Central to Zoe’s success in engaging so many patients has been her enthusiasm for the system and her belief that it can offer real, tangible benefits to patients. Something that comes across with every introduction she does to PKB.
“If you want patients to use any new system you need to be enthusiastic. You need to explain to patients why you believe they should use it, why you think using it will be good and what you believe the potential benefits are. That way they’re going to be far more likely to adopt it,” she said.
Now the system is up and running, Zoe and her team are already seeing benefits – both to patient care and to their own time management.

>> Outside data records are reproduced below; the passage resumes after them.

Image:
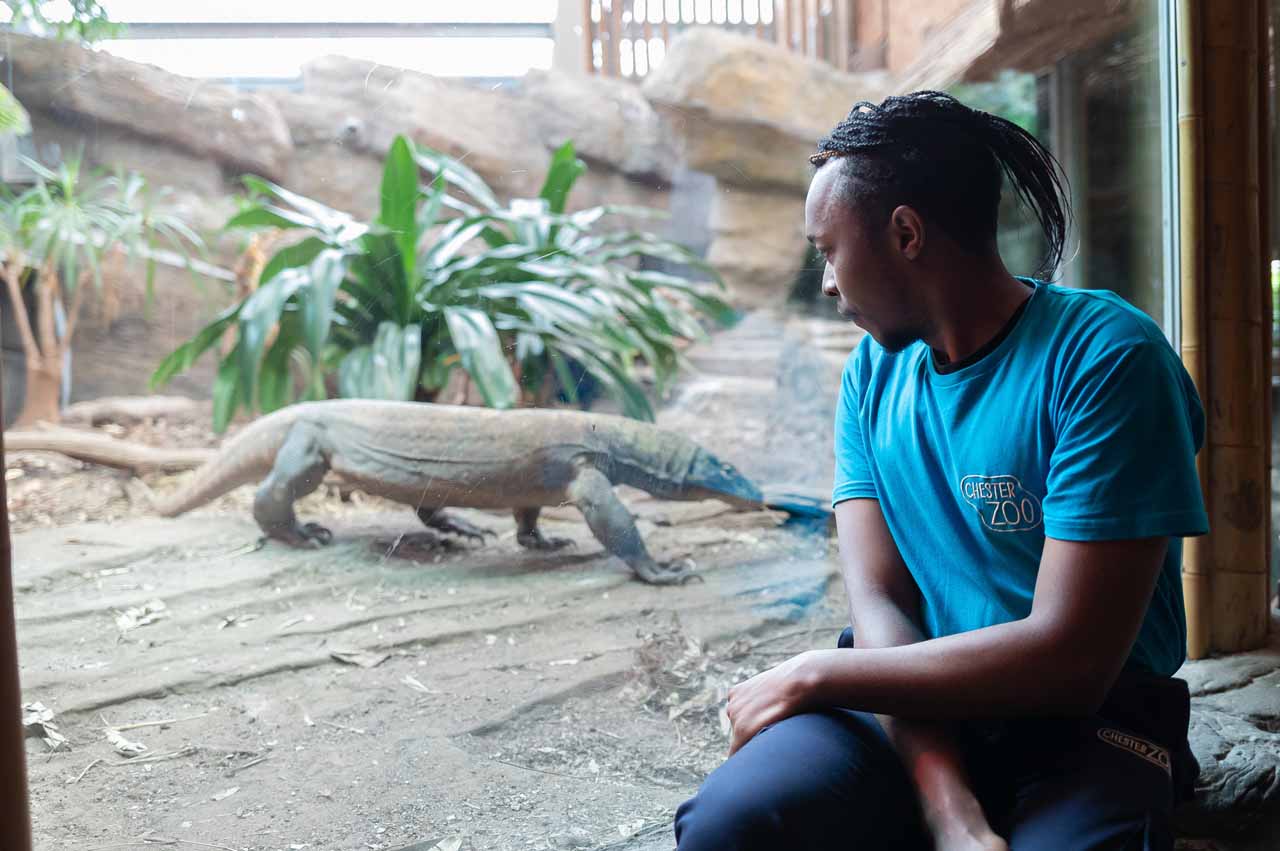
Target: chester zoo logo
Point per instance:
(1002, 503)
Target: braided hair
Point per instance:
(947, 160)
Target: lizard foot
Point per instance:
(536, 540)
(461, 527)
(306, 536)
(666, 573)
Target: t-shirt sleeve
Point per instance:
(853, 466)
(1128, 428)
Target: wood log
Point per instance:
(105, 451)
(129, 410)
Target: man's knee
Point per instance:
(803, 783)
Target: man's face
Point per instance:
(867, 271)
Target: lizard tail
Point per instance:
(245, 458)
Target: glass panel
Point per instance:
(273, 202)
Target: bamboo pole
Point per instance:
(589, 33)
(1265, 195)
(844, 32)
(14, 815)
(805, 19)
(616, 37)
(1237, 342)
(1197, 588)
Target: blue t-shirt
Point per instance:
(1080, 425)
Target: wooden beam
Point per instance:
(589, 35)
(14, 814)
(1234, 341)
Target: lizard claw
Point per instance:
(667, 573)
(305, 536)
(457, 526)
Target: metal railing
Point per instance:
(629, 39)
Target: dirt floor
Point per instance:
(398, 690)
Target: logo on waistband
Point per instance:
(1002, 503)
(1150, 751)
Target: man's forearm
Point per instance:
(927, 749)
(1018, 668)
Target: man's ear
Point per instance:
(908, 229)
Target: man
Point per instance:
(1015, 470)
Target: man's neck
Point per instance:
(972, 309)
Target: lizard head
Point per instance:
(709, 477)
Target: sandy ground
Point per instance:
(402, 691)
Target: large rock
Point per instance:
(241, 131)
(757, 243)
(370, 104)
(749, 111)
(344, 119)
(608, 120)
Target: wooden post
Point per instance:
(14, 815)
(804, 27)
(589, 35)
(615, 37)
(1265, 195)
(1237, 341)
(1197, 588)
(844, 32)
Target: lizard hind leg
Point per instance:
(300, 467)
(613, 526)
(529, 536)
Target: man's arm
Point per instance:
(1061, 659)
(883, 605)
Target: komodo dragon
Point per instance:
(437, 456)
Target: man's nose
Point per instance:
(828, 282)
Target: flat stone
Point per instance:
(1238, 792)
(758, 243)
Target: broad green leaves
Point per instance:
(448, 278)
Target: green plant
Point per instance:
(448, 278)
(80, 19)
(13, 117)
(54, 238)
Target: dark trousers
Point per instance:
(832, 781)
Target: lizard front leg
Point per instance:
(300, 467)
(529, 536)
(615, 527)
(443, 521)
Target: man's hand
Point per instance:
(768, 698)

Derriford’s HIV team are making particular use of the secure messaging functionality within PKB which means that patients can contact their doctors at a time that suits them.
“Understandably, our patients can get very anxious about elements of their condition,” said Zoe. “Before PKB, patients were often reluctant to contact us because they didn’t want to be a bother. Now, patients can send a message in the middle of the night and feel reassured that we’ll answer the next day. Just the act of sending a message can reduce their anxiety.”

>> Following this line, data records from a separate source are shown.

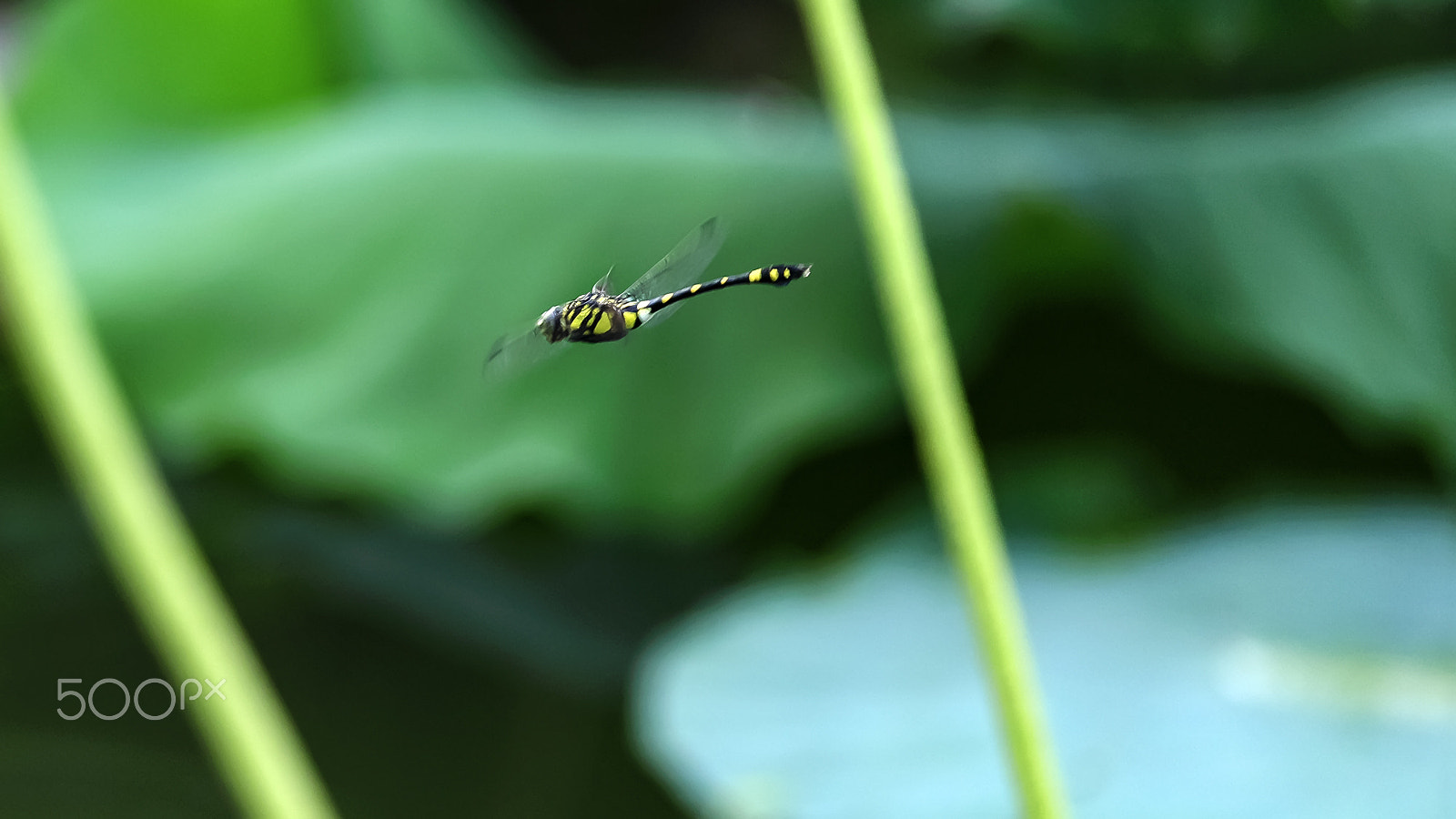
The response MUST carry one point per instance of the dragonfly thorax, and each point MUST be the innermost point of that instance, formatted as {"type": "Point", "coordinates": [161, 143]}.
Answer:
{"type": "Point", "coordinates": [594, 317]}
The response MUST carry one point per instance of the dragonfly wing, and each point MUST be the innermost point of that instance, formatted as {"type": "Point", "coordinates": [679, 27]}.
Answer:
{"type": "Point", "coordinates": [603, 285]}
{"type": "Point", "coordinates": [683, 266]}
{"type": "Point", "coordinates": [516, 353]}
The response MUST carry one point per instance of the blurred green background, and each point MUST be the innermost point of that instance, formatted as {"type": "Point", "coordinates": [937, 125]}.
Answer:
{"type": "Point", "coordinates": [1198, 258]}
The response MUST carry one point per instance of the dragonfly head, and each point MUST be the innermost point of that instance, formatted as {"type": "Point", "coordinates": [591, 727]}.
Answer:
{"type": "Point", "coordinates": [550, 324]}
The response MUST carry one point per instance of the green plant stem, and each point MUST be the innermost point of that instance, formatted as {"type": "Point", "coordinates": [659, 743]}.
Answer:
{"type": "Point", "coordinates": [160, 571]}
{"type": "Point", "coordinates": [932, 388]}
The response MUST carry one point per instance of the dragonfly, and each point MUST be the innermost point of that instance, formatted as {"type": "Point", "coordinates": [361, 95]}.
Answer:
{"type": "Point", "coordinates": [599, 317]}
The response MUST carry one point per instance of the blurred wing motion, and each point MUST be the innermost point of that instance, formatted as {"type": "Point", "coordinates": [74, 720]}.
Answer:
{"type": "Point", "coordinates": [514, 353]}
{"type": "Point", "coordinates": [681, 267]}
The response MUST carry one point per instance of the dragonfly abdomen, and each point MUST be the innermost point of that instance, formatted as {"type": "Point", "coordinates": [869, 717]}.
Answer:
{"type": "Point", "coordinates": [776, 274]}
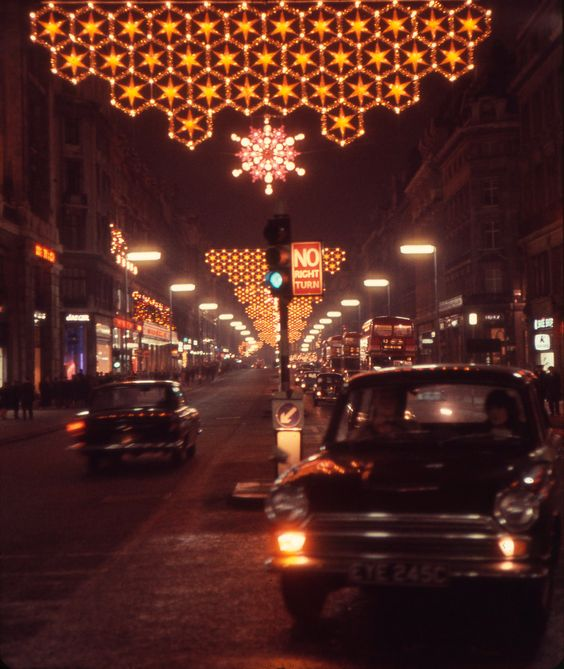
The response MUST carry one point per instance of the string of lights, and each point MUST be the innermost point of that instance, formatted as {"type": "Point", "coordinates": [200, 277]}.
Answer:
{"type": "Point", "coordinates": [246, 269]}
{"type": "Point", "coordinates": [339, 59]}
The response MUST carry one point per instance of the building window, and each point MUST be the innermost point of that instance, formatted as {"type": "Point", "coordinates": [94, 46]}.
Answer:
{"type": "Point", "coordinates": [73, 176]}
{"type": "Point", "coordinates": [72, 130]}
{"type": "Point", "coordinates": [493, 279]}
{"type": "Point", "coordinates": [490, 192]}
{"type": "Point", "coordinates": [492, 235]}
{"type": "Point", "coordinates": [73, 229]}
{"type": "Point", "coordinates": [73, 286]}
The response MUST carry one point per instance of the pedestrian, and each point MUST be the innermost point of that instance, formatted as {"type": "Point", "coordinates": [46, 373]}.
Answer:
{"type": "Point", "coordinates": [553, 390]}
{"type": "Point", "coordinates": [13, 398]}
{"type": "Point", "coordinates": [3, 402]}
{"type": "Point", "coordinates": [27, 399]}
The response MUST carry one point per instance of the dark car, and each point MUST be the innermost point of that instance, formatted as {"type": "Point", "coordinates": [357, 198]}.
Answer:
{"type": "Point", "coordinates": [327, 387]}
{"type": "Point", "coordinates": [429, 476]}
{"type": "Point", "coordinates": [133, 418]}
{"type": "Point", "coordinates": [307, 381]}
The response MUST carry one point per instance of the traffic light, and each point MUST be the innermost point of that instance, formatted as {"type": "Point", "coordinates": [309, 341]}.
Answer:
{"type": "Point", "coordinates": [278, 256]}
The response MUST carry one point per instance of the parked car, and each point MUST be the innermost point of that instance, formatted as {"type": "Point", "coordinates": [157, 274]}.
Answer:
{"type": "Point", "coordinates": [429, 476]}
{"type": "Point", "coordinates": [327, 387]}
{"type": "Point", "coordinates": [134, 418]}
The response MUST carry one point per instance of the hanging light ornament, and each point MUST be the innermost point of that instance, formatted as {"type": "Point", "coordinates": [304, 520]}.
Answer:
{"type": "Point", "coordinates": [268, 154]}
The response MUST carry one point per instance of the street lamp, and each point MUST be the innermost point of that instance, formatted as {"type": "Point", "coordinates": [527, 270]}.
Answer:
{"type": "Point", "coordinates": [205, 307]}
{"type": "Point", "coordinates": [176, 288]}
{"type": "Point", "coordinates": [428, 249]}
{"type": "Point", "coordinates": [379, 283]}
{"type": "Point", "coordinates": [353, 303]}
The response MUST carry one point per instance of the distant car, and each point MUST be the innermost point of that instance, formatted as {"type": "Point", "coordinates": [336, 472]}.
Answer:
{"type": "Point", "coordinates": [428, 477]}
{"type": "Point", "coordinates": [327, 387]}
{"type": "Point", "coordinates": [307, 381]}
{"type": "Point", "coordinates": [134, 418]}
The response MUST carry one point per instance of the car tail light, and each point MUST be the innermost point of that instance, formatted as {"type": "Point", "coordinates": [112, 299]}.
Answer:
{"type": "Point", "coordinates": [291, 542]}
{"type": "Point", "coordinates": [511, 547]}
{"type": "Point", "coordinates": [76, 427]}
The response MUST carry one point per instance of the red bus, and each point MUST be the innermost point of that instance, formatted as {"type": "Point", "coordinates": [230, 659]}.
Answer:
{"type": "Point", "coordinates": [351, 352]}
{"type": "Point", "coordinates": [388, 341]}
{"type": "Point", "coordinates": [332, 353]}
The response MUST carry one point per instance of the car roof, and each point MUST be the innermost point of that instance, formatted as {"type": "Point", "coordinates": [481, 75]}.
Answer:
{"type": "Point", "coordinates": [467, 373]}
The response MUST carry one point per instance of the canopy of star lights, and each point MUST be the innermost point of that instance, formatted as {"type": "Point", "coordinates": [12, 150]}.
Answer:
{"type": "Point", "coordinates": [268, 154]}
{"type": "Point", "coordinates": [246, 269]}
{"type": "Point", "coordinates": [193, 60]}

Despite giving patients an additional channel of communication to use to reach the HIV team, Zoe has found that lowering the barriers to access has led to fewer messages being left and crucially, improvements to patient care. She said:
“When patients feel they can’t get hold of you they panic and that leads to more messages being sent and left. When you lower the barriers to access then people become more relaxed about making contact because they know a channel is there if they need it. That means we get to hear about problems earlier than we would do otherwise and we can catch issues before situations become potentially dangerous.”
“For example, I have a patient who noticed a rash while on holiday and contacted me thinking they were having an adverse reaction to their meds. They were on the verge of stopping their meds altogether and flying home. I asked them to immediately send me a photo of the rash over PKB and was able to tell them it was nothing to do with their HIV medication. Some simple skin cream cleared things up the next day and we avoided the whole situation from escalating.”
Today Patients Know Best is an integral part of Zoe’s work at Derriford Hospital and she is leading the way at normalising the use of PKB in her own specialist department and further afield.
“PKB is an essential part of what we do here,” said Zoe. “Every single GP letter gets put on PKB regardless of whether the patient uses the system. They might not engage with it now – but they might in the future. Nurses and pharmacists use the system too and really like it.”
“My ambition is to make PKB a normal part of how we care for people. Our next step is to increase patient education – that’s really important – and integrate the system with our primary care colleagues.”
But ultimately for Dr Warwick and her team, using PKB is all about improving the lives of people with HIV and helping them to manage their care better and more effectively.
“If you’re diagnosed early and are on antiretroviral therapy then people with HIV can have a normal life expectancy. If you just want to get on with your life and have minimal contact with us then PKB allows this,” said Zoe.